Le Décrochage en Vol Libre (Parapente) : Une Perspective Inattendue

Dans le domaine du vol libre, et plus spécifiquement en parapente, le décrochage, bien que fondamentalement lié aux mêmes principes aérodynamiques, revêt des implications et des techniques de gestion qui lui sont propres, et qui ont même révolutionné le pilotage pour certains. Le décrochage est un arrêt soudain du vol plané du fait du « décollement » des filets d’air autour du profil. Le décrochage est dû à un angle d’incidence trop élevé.

Au début des années 90, le décrochage était une manœuvre taboue, considérée comme trop dangereuse dans le monde du parapente. Pourtant, certains pilotes, dont Sébastien Bourquin, la contrôlent parfaitement et prétendent même voler en marche arrière. La compréhension de cette mécanique a révolutionné le pilotage de ces voiles souples.

Une fois décrochée, si le pilote maintient du frein, l’aile se met à voler plus ou moins bien en marche arrière. Le phénomène est tel qu'il est possible de voler en arrière, car le bord de fuite devient bord d’attaque. Le freinage déforme le bord de fuite qui se transforme en bord d’attaque. Les filets d’air contournent la voile et se recollent créant de la portance. Bien sûr, ça ne vole pas aussi bien que le vol avant. L’air était déjà présent dans la voile. Sinon, il rentre normalement par les ouvertures de bord d’attaque, aspiré par la dépression.

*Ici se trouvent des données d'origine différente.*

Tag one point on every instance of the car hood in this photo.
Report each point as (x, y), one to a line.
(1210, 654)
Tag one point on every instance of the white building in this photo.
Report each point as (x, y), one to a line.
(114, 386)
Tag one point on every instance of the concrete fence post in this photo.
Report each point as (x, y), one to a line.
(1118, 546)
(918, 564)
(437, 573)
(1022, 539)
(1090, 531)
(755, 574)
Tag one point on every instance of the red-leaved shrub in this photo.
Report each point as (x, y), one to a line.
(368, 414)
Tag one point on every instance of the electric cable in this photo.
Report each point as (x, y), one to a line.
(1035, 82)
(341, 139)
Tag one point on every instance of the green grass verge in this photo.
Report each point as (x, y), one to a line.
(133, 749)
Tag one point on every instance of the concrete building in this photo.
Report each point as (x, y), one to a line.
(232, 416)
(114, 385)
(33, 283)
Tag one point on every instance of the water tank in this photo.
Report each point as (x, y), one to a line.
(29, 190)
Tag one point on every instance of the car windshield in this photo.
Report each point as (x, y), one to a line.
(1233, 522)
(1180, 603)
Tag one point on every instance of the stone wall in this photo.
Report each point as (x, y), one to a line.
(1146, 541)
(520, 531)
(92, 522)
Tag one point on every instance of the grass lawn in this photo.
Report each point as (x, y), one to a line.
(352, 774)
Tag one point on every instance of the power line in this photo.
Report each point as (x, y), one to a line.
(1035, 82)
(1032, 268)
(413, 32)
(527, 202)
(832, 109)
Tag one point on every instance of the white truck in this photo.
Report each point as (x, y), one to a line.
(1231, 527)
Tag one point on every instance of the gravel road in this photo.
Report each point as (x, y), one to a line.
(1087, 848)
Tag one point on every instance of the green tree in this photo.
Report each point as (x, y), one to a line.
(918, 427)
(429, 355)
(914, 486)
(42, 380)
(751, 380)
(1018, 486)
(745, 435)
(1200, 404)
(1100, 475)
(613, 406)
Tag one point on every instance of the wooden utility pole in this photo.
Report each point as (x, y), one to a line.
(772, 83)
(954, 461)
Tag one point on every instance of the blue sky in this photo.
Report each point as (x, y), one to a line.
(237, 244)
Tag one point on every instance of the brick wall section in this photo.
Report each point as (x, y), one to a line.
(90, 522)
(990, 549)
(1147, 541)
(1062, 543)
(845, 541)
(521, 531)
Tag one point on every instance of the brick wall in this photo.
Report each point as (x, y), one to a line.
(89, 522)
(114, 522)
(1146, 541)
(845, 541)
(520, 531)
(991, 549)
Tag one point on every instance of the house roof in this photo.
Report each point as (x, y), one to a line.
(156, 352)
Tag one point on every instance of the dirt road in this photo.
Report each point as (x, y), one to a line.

Si le pilote maintient les deux mains sous les fesses, ce qui correspond à un fort freinage, le taux de chute va se situer entre -8 et -12 m/s en fonction de la charge alaire. Le plané n’est alors pas terrible avec une finesse de 1. Mais il est possible de planer beaucoup mieux que ça ! Il est même possible d’obtenir jusqu’à 4 de finesse et un taux de chute de -3 m/s en gérant finement le décrochage et le vol arrière. Il est possible de faire du gonflage en marche arrière, et même de décoller ! Puis de se diriger en marche arrière avant de faire : bras hauts, abattée, tempo et retour à la marche avant.

Si on a compris qu’on vole en marche arrière, on discerne beaucoup mieux les choses. Car on va retrouver en marche arrière les mêmes phénomènes qu’en marche avant. Lors de mes premiers décrochages, au début des années 1990, je trouvais bizarre que l’action sellette fonctionne « à l’envers ». En me penchant à droite, je voyais défiler le paysage comme dans un virage à gauche. Si je raisonne « marche arrière », tout devient logique. Autre exemple, si j’ai une cravate en marche arrière, cela engendre une autorotation en marche arrière. Les images, telles que celles qui dépeignent l'équipage volant en marche avant, puis la voile fortement déformée par le freinage, illustrent bien ce passage où le pilote provoque la sortie de manière contrôlée.